At least 304 people have died in the powerful 7.2-magnitude earthquake that struck southern Haiti on Saturday morning, the country’s civil protection agency tweeted.
More than 1,800 are injured, the agency said.
Rescue teams and volunteers are working to pull people from the rubble of buildings, while survivors are being brought to hospitals.
The earthquake struck the impoverished Caribbean nation on Saturday morning, shaking the south-west of Haiti the hardest.
The scale of the devastation from the Saturday morning quake was still being assessed hours later, with the US Geological Survey (USGS) warning that there could be a high death toll.
Interim Prime Minister Ariel Henry described the situation in a Twitter post as “dramatic” and announced that the government would declare a state of emergency.
Among the dead was former senator Jean Gabriel Fortune, who was buried under the rubble of his hotel in the city of Le Cayes, according to Gazette Haiti.
A witness from Les Cayes, one of the largest cities in the country, told the Haiti Press Network of other collapsed houses and hotels, with people buried beneath the rubble.
Local media said hospitals in the hardest-hit zones were reporting being overwhelmed.
The USGS put the epicentre on Haiti’s Tiburon peninsula, about 125 kilometres west of the capital Port-au-Prince, and noted that many of the dwellings in the region are made of mud bricks and vulnerable to earthquake shaking.
The quake was also felt in the Dominican Republic, which shares the island of Hispaniola with Haiti, the Dominican newspaper Diario Libre reported. Jamaica, hundreds of kilometres away, was also reportedly rattled.
US President Joe Biden sent his deepest condolences to all those affected, while US Agency for International Development (USAID) chief Samantha Power said disaster experts were on the ground assessing damage and needs.
Annalisa Lombardo, the Haiti country director of Welthungerhilfe, one of the largest private aid organizations in Germany, told dpa she had received information of significant damage to buildings in Haiti. But she said Port-au-Prince, where she was staying, was largely unaffected.
Lombardo said her organization is now in contact with other relief agencies in the country to help ensure that those affected are provided with the essentials – water, food, shelter – in the first 24 hours.
“We are focusing on the people who have lost their homes,” she said, adding that gangs and Haiti’s poor infrastructure made aid delivery difficult.
Haiti, considered the poorest country in the Western Hemisphere, is still living with the impact of the January 12, 2010 magnitude-7.0 earthquake that left some 220,000 people dead and 1 million people homeless. Damage from the quake, which struck near densely populated Port-au-Prince, was estimated at 8 billion dollars.
The USGS said Saturday’s tremor, which also triggered smaller aftershocks, likely took place within the same tectonic fault system as the one that hit more than a decade ago.

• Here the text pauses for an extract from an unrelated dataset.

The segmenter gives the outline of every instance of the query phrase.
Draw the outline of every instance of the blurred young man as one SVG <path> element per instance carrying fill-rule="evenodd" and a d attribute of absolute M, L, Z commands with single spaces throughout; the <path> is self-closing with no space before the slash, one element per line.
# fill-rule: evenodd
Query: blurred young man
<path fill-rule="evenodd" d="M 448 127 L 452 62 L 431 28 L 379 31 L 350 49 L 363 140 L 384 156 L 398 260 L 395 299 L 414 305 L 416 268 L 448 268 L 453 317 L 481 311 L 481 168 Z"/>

Bocchit Edmond, Haiti’s ambassador to the US, posted on Twitter: “The January 12 of 2010 feelings are back to hunt us. Natural disaster continues to assault Haiti. Let’s bring our solidarity to our brothers and sisters in the great south.”
The quake comes as the country braces for the arrival of Tropical Storm Grace early next week.

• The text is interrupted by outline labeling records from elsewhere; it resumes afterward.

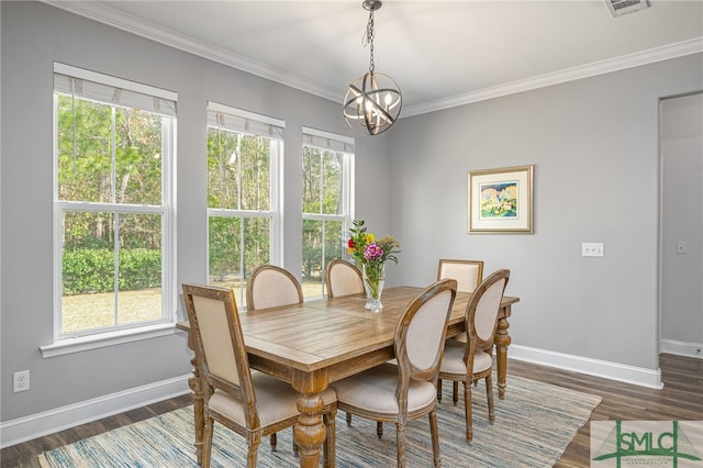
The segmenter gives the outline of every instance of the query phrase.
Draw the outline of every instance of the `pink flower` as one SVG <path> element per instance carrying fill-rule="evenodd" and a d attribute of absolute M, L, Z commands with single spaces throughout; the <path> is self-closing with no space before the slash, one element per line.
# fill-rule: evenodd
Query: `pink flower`
<path fill-rule="evenodd" d="M 383 256 L 383 249 L 377 243 L 371 243 L 364 249 L 364 258 L 367 260 L 378 260 Z"/>

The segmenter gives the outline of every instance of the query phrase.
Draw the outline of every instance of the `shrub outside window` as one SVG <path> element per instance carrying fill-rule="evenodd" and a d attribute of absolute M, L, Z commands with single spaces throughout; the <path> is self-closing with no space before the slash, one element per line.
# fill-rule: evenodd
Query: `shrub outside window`
<path fill-rule="evenodd" d="M 208 267 L 210 285 L 234 289 L 246 309 L 246 280 L 279 260 L 282 121 L 208 104 Z"/>
<path fill-rule="evenodd" d="M 354 141 L 303 129 L 302 286 L 305 299 L 323 297 L 324 271 L 335 258 L 346 258 L 352 222 Z"/>
<path fill-rule="evenodd" d="M 176 94 L 55 64 L 55 338 L 172 322 Z"/>

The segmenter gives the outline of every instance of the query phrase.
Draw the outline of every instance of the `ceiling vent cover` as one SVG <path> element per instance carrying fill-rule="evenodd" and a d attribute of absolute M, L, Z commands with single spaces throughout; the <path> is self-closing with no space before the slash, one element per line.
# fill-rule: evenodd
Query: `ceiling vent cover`
<path fill-rule="evenodd" d="M 647 0 L 604 0 L 613 18 L 649 8 Z"/>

The US National Oceanic and Atmospheric Administration forecast Haiti could be impacted by heavy wind and rainfall on Monday and Tuesday, although it was still possible Haiti could be spared the worst Grace has to offer.
Haiti has also been in political turmoil since the assassination of President Jovenel Moise in July. He was shot dead in a middle-of-the-night attack at his residence by a heavily armed commando force.